Abstract

Background: Individuals with type 2 diabetes (T2D) are at elevated risk of developing peripheral artery disease (PAD). Whether healthy lifestyle can reduce this risk, particularly in individuals genetically predisposed to PAD, is unknown. Aims: To evaluate the association between modifiable lifestyle factors with incident PAD among individuals with T2D, both overall and stratified by genetic risk of PAD. Methods: We included 19,368 individuals with T2D from the UK Biobank, who were free of PAD and cardiovascular disease.
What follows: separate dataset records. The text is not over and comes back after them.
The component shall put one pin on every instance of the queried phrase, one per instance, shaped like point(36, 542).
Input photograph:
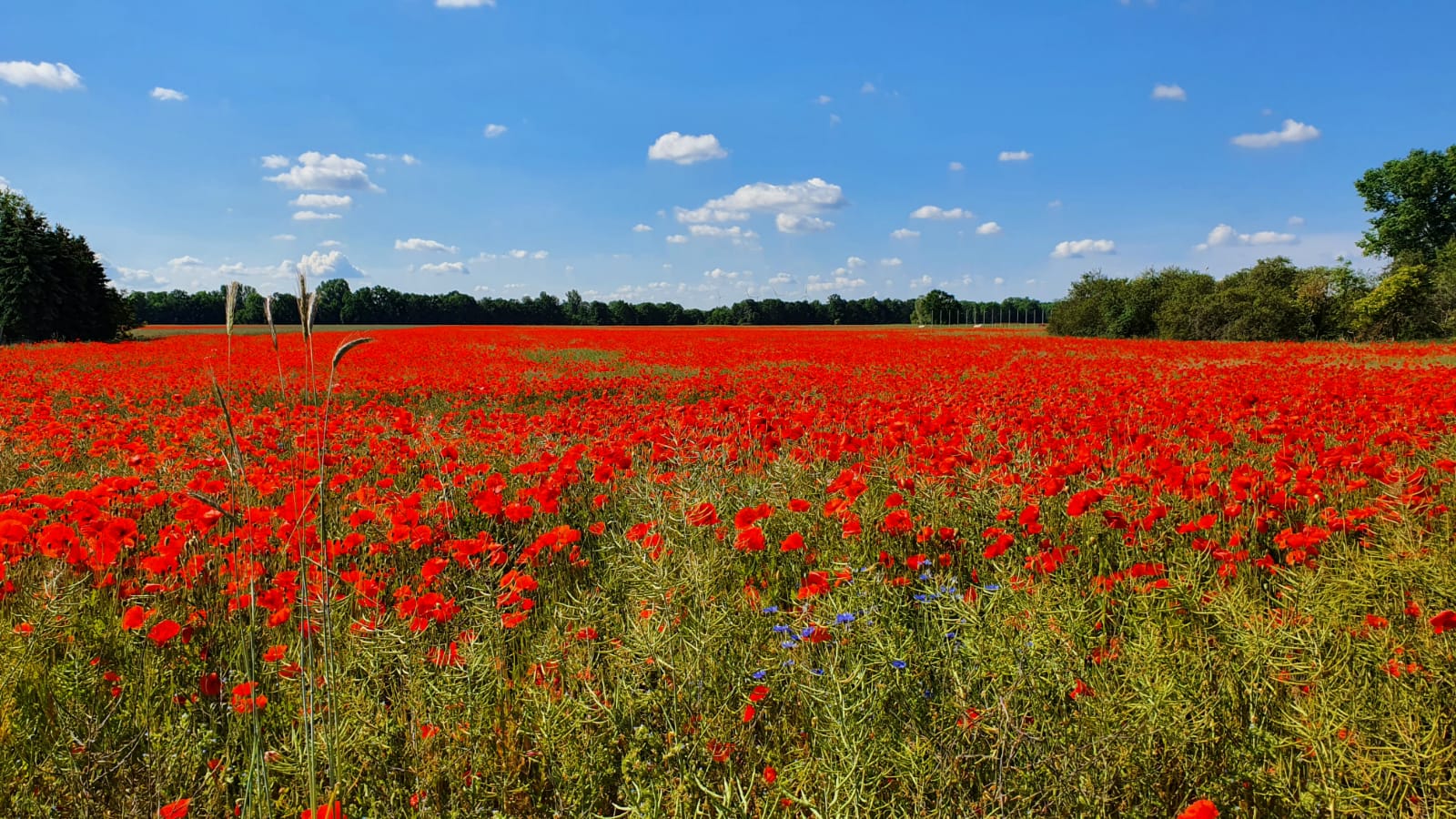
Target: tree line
point(53, 288)
point(1412, 298)
point(339, 303)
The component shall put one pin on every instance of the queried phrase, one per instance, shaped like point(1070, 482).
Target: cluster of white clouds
point(1225, 235)
point(405, 157)
point(315, 171)
point(516, 254)
point(795, 207)
point(1082, 247)
point(932, 212)
point(51, 76)
point(1292, 133)
point(427, 245)
point(684, 149)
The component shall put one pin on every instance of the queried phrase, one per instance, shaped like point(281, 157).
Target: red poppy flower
point(135, 618)
point(1201, 809)
point(164, 632)
point(1443, 622)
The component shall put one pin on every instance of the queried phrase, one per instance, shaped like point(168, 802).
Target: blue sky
point(506, 149)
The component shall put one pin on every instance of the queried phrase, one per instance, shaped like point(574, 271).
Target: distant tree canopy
point(51, 285)
point(339, 303)
point(1271, 300)
point(1414, 201)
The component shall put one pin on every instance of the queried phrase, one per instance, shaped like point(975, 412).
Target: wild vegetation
point(725, 571)
point(1414, 227)
point(51, 285)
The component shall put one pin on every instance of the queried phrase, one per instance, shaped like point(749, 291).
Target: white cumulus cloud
point(1289, 135)
point(1225, 235)
point(427, 245)
point(1082, 247)
point(812, 196)
point(53, 76)
point(686, 149)
point(327, 201)
point(932, 212)
point(443, 267)
point(1176, 94)
point(324, 266)
point(322, 172)
point(795, 223)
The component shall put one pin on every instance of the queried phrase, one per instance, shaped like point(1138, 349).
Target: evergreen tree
point(51, 285)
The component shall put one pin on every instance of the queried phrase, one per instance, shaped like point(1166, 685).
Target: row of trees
point(337, 303)
point(1414, 200)
point(1273, 300)
point(51, 285)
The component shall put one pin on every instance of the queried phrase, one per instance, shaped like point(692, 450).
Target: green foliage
point(1273, 300)
point(51, 286)
point(1416, 201)
point(932, 308)
point(1398, 308)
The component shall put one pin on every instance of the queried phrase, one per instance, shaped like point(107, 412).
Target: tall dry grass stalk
point(230, 308)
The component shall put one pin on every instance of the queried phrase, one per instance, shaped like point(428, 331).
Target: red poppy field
point(724, 571)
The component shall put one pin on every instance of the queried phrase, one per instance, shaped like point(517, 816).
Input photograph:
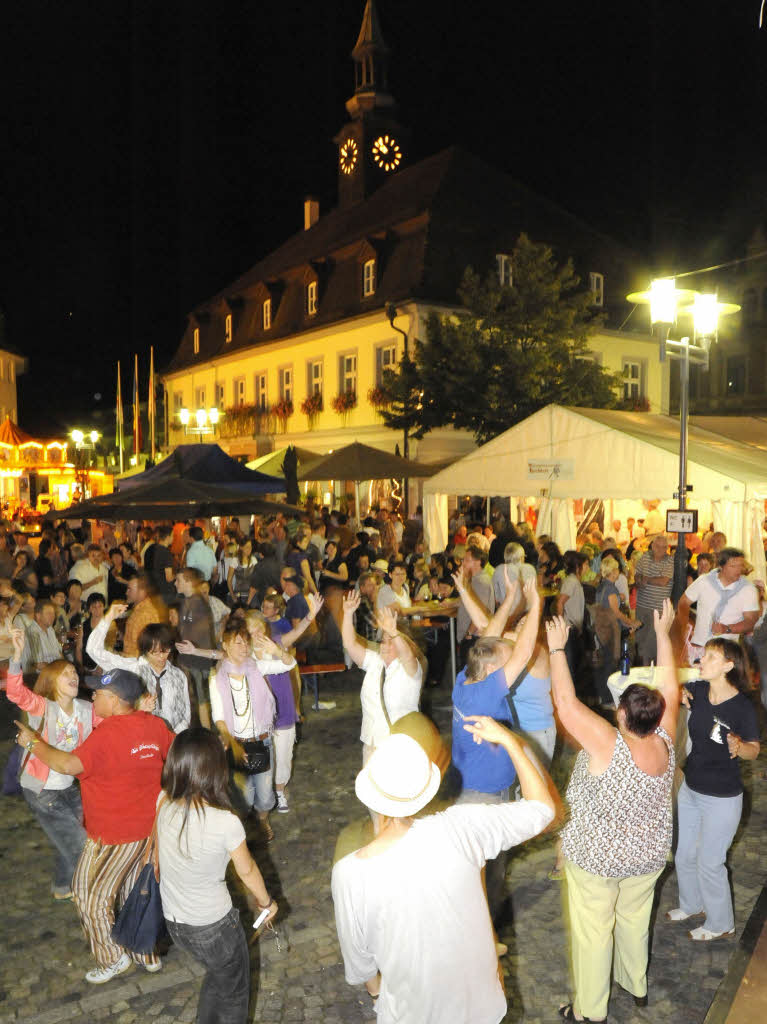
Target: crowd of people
point(190, 641)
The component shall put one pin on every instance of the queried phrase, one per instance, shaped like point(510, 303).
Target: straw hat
point(398, 779)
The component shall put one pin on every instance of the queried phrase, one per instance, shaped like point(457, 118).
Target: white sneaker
point(101, 974)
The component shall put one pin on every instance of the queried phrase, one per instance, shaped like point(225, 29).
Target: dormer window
point(369, 278)
point(504, 264)
point(596, 285)
point(311, 298)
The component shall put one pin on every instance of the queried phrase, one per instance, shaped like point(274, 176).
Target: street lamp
point(667, 303)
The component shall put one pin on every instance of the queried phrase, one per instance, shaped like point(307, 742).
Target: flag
point(137, 438)
point(151, 410)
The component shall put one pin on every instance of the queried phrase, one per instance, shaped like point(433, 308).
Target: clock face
point(347, 157)
point(386, 153)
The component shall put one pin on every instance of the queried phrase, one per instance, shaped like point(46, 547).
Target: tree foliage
point(509, 351)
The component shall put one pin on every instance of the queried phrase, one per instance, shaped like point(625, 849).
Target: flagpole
point(120, 437)
point(152, 410)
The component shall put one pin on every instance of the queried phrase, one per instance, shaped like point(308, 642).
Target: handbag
point(140, 922)
point(256, 757)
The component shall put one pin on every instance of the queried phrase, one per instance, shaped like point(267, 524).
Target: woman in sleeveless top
point(616, 842)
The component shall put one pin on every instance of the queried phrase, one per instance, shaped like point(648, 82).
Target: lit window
point(311, 298)
point(385, 359)
point(347, 373)
point(314, 377)
point(504, 264)
point(596, 286)
point(369, 278)
point(260, 390)
point(632, 376)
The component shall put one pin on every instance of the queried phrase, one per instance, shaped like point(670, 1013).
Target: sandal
point(567, 1014)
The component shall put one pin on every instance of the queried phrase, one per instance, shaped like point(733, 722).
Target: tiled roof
point(426, 224)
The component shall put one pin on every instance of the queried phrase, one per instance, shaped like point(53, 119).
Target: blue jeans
point(59, 814)
point(222, 949)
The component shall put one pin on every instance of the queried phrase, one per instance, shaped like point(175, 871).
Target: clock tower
point(370, 145)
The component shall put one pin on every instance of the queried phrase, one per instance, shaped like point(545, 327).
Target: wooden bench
point(310, 675)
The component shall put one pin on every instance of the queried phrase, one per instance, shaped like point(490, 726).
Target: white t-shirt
point(705, 591)
point(401, 693)
point(193, 872)
point(417, 912)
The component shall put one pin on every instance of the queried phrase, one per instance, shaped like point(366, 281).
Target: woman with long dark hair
point(198, 835)
point(723, 728)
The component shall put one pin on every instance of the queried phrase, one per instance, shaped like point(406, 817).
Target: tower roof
point(371, 37)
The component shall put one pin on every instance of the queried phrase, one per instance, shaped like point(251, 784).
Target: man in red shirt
point(119, 767)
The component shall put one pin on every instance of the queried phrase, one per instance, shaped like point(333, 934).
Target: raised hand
point(556, 632)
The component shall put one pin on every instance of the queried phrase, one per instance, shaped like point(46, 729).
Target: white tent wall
point(614, 456)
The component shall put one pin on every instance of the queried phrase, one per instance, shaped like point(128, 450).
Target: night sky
point(155, 151)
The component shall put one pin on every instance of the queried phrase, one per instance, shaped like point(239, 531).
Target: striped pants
point(104, 873)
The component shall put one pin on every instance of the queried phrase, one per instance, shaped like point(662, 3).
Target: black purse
point(256, 757)
point(140, 922)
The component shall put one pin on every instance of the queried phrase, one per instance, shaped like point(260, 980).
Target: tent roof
point(360, 462)
point(209, 464)
point(614, 455)
point(172, 499)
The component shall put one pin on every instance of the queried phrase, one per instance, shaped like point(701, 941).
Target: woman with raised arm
point(616, 842)
point(62, 720)
point(198, 834)
point(393, 674)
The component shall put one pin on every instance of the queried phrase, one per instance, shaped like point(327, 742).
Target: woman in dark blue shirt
point(723, 729)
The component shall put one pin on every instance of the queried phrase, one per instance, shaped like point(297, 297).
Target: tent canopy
point(208, 464)
point(609, 455)
point(176, 499)
point(360, 462)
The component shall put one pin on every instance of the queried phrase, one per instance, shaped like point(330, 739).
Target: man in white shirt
point(727, 603)
point(92, 572)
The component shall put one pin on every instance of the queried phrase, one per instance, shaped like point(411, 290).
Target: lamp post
point(667, 303)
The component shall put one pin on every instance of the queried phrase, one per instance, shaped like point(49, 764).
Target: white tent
point(569, 453)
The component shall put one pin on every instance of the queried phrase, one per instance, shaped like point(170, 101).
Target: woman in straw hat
point(411, 910)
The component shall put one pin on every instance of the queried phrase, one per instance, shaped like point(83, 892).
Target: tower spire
point(371, 56)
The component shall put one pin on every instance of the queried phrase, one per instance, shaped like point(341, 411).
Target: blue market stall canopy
point(206, 464)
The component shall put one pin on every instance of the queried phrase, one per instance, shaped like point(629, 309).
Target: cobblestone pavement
point(43, 955)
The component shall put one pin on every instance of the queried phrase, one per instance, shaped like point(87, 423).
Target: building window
point(505, 274)
point(736, 375)
point(286, 384)
point(260, 390)
point(385, 359)
point(632, 375)
point(314, 377)
point(596, 285)
point(311, 298)
point(369, 278)
point(347, 373)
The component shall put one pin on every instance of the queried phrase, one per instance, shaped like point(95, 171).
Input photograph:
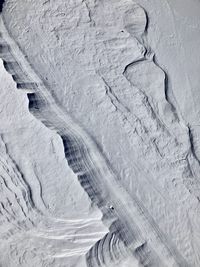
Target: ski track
point(132, 230)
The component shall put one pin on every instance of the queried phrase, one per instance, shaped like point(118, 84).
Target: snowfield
point(100, 136)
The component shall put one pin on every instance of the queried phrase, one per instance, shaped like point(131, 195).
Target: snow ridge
point(132, 228)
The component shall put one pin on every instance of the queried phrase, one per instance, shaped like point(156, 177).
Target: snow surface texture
point(106, 172)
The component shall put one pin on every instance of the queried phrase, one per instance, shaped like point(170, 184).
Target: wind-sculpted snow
point(98, 87)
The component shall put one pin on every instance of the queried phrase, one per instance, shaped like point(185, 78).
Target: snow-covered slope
point(106, 171)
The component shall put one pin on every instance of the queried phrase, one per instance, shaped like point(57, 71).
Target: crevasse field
point(100, 133)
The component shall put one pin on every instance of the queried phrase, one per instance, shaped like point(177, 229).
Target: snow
point(100, 158)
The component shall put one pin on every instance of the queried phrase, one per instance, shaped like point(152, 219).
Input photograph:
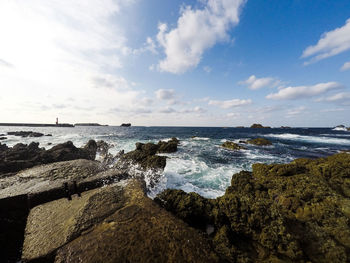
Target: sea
point(201, 165)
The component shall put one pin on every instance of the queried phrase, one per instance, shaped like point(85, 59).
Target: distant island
point(89, 124)
point(36, 125)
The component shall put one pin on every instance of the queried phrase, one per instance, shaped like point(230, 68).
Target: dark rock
point(145, 154)
point(41, 184)
point(139, 231)
point(103, 150)
point(232, 146)
point(259, 142)
point(259, 126)
point(26, 134)
point(297, 212)
point(22, 156)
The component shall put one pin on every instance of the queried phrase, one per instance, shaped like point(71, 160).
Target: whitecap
point(306, 138)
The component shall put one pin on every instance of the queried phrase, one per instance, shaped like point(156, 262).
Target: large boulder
point(118, 223)
point(259, 142)
point(22, 156)
point(26, 134)
point(297, 212)
point(51, 225)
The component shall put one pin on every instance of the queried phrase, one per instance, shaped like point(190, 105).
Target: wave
point(306, 138)
point(200, 138)
point(340, 129)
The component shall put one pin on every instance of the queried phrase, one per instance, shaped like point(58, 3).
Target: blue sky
point(190, 63)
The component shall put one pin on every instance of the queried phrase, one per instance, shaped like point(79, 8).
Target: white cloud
point(346, 66)
point(207, 69)
point(255, 83)
point(233, 115)
point(296, 111)
point(330, 44)
point(5, 63)
point(226, 104)
point(301, 92)
point(165, 94)
point(197, 30)
point(60, 50)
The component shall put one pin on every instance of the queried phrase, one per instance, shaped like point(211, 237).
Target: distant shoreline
point(67, 125)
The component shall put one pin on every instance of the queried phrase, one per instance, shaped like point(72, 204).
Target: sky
point(176, 63)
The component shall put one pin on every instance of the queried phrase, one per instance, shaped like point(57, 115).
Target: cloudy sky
point(190, 63)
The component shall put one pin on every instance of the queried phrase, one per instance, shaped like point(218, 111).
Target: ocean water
point(200, 164)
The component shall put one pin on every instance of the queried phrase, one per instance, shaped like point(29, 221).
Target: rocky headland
point(61, 205)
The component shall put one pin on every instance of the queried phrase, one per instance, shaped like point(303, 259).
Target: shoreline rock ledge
point(296, 212)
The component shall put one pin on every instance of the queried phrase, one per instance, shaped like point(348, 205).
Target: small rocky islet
point(61, 205)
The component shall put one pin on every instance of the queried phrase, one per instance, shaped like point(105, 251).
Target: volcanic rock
point(26, 134)
point(259, 142)
point(22, 156)
point(259, 126)
point(297, 212)
point(232, 146)
point(139, 231)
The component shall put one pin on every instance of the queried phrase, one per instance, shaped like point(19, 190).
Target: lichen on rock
point(297, 212)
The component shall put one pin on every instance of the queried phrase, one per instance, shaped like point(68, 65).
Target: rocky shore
point(61, 205)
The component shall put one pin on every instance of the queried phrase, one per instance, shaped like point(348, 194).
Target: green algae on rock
point(140, 231)
point(259, 142)
point(232, 146)
point(297, 212)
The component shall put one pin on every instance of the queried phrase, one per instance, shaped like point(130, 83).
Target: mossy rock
point(296, 212)
point(259, 142)
point(232, 146)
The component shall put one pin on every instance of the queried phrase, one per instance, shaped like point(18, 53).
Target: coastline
point(266, 208)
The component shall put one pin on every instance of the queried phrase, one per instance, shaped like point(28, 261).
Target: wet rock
point(259, 142)
point(232, 146)
point(103, 151)
point(140, 231)
point(259, 126)
point(26, 134)
point(51, 225)
point(22, 156)
point(297, 212)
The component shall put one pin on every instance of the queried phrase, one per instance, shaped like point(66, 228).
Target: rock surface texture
point(297, 212)
point(232, 146)
point(118, 223)
point(259, 142)
point(22, 156)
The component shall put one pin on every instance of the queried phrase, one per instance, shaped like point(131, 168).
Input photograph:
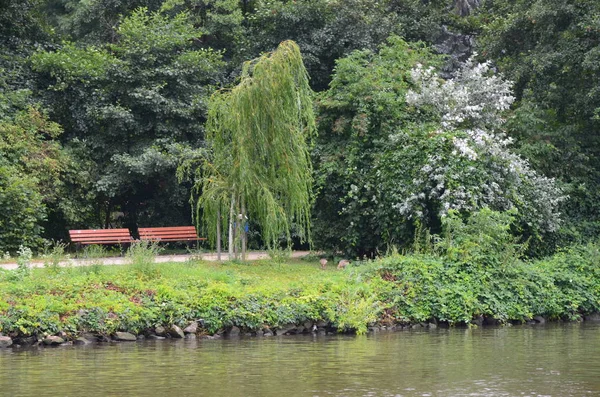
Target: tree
point(129, 109)
point(550, 49)
point(327, 30)
point(31, 167)
point(259, 166)
point(399, 147)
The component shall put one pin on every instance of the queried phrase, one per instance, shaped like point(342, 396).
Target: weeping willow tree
point(259, 168)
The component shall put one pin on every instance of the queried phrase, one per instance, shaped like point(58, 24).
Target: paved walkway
point(119, 260)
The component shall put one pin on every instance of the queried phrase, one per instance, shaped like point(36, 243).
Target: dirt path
point(119, 260)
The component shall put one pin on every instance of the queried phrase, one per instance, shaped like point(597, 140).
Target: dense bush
point(393, 290)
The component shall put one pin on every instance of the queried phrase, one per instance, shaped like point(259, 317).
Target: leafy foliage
point(134, 106)
point(416, 146)
point(260, 164)
point(31, 168)
point(550, 50)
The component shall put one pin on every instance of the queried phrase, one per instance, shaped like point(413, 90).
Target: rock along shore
point(194, 330)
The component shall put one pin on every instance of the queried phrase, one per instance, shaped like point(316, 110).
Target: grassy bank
point(393, 290)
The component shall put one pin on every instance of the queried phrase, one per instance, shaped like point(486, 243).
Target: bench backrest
point(100, 236)
point(173, 233)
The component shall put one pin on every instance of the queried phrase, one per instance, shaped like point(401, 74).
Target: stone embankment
point(195, 330)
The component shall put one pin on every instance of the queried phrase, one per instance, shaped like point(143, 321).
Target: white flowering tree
point(399, 146)
point(471, 166)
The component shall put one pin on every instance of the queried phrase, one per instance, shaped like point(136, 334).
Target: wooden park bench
point(172, 233)
point(100, 236)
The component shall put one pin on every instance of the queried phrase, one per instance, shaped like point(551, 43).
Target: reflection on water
point(550, 360)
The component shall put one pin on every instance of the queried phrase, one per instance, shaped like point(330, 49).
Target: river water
point(542, 360)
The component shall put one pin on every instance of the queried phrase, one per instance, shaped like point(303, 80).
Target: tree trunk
point(243, 229)
point(231, 215)
point(219, 235)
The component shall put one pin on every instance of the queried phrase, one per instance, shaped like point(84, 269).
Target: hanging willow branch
point(258, 133)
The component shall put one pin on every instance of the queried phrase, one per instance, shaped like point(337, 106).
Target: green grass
point(391, 290)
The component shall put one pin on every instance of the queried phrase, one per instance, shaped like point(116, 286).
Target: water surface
point(543, 360)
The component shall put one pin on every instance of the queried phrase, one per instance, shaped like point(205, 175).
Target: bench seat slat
point(100, 236)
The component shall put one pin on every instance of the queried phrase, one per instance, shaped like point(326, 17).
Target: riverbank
point(206, 299)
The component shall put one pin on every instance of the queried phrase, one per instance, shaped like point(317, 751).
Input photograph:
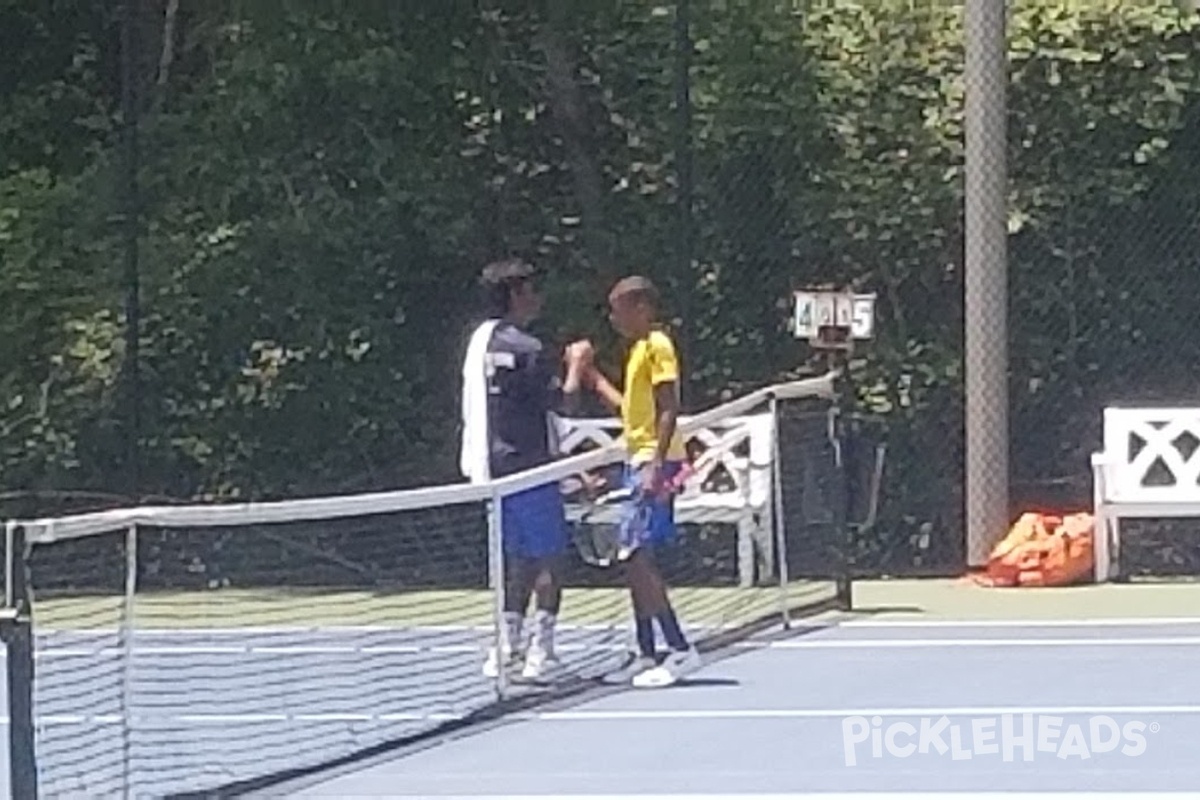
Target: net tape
point(46, 530)
point(417, 705)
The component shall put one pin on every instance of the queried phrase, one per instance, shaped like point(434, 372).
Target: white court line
point(1113, 621)
point(635, 715)
point(835, 795)
point(825, 714)
point(870, 644)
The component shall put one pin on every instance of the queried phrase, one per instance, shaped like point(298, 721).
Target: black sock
point(671, 631)
point(646, 636)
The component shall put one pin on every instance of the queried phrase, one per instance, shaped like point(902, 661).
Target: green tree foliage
point(322, 186)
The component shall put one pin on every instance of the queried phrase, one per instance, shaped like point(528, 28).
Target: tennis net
point(210, 649)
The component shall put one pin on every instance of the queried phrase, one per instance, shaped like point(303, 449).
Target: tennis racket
point(598, 543)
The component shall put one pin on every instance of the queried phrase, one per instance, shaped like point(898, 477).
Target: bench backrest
point(742, 473)
point(1152, 453)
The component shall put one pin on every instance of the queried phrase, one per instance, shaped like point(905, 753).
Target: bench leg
point(745, 551)
point(1102, 542)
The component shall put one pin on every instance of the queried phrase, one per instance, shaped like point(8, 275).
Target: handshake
point(580, 359)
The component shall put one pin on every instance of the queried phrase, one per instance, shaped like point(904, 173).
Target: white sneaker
point(677, 665)
point(540, 665)
point(634, 666)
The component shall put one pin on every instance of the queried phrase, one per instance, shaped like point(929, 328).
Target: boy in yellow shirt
point(648, 407)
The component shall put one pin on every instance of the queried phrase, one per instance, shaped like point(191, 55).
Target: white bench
point(733, 488)
point(1150, 468)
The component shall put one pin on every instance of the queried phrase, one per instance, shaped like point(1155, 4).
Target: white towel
point(474, 457)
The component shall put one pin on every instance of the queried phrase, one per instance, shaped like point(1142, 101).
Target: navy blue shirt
point(522, 388)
We defined a low-risk lifestyle score with 1 point assigned for each of the following: non-current smoking, regular physical activity, adhering to a high-quality diet, moderate alcohol consumption, maintaining a normal waist-hip ratio, sleeping 7-8 hours/day. A polygenic risk score (PRS) including 19 single nucleotide polymorphisms was constructed. Multivariable-adjusted Cox models were used to calculate the hazard ratio (HR) and 95% confidence interval (CI). Results: After a median 7.6 years of follow-up, 325 incident cases of PAD were documented. There was an inverse association between the low-risk lifestyle score and incident PAD, with HR (95%CI) of 0.73 (0.54, 1.03), 0.43 (0.30, 0.60), and 0.42 (0.30, 0.60) for 2, 3, and ≥4 compared with ≤1. The PRS was associated with an increased risk of PAD, with HR (95%CI) of 1.16 (1.03, 1.31) per-SD increment. A more favorable lifestyle was able to partially mitigate the risk of increased genetic susceptibility to PAD ( Figure 1 ). In mediation analysis, 42.4% of the association could be attributable to risk factors including inflammation, atherogenic lipoproteins, and impaired hepatic/renal function. Conclusion: A combined set of modifiable lifestyle factors was associated with a substantially lower risk of incident PAD among individuals with T2D and may be able to partially mitigate an underlying genetic predisposition for PAD. Our findings highlight the importance of improving adherence to these factors in the primary prevention of PAD among individuals with T2D.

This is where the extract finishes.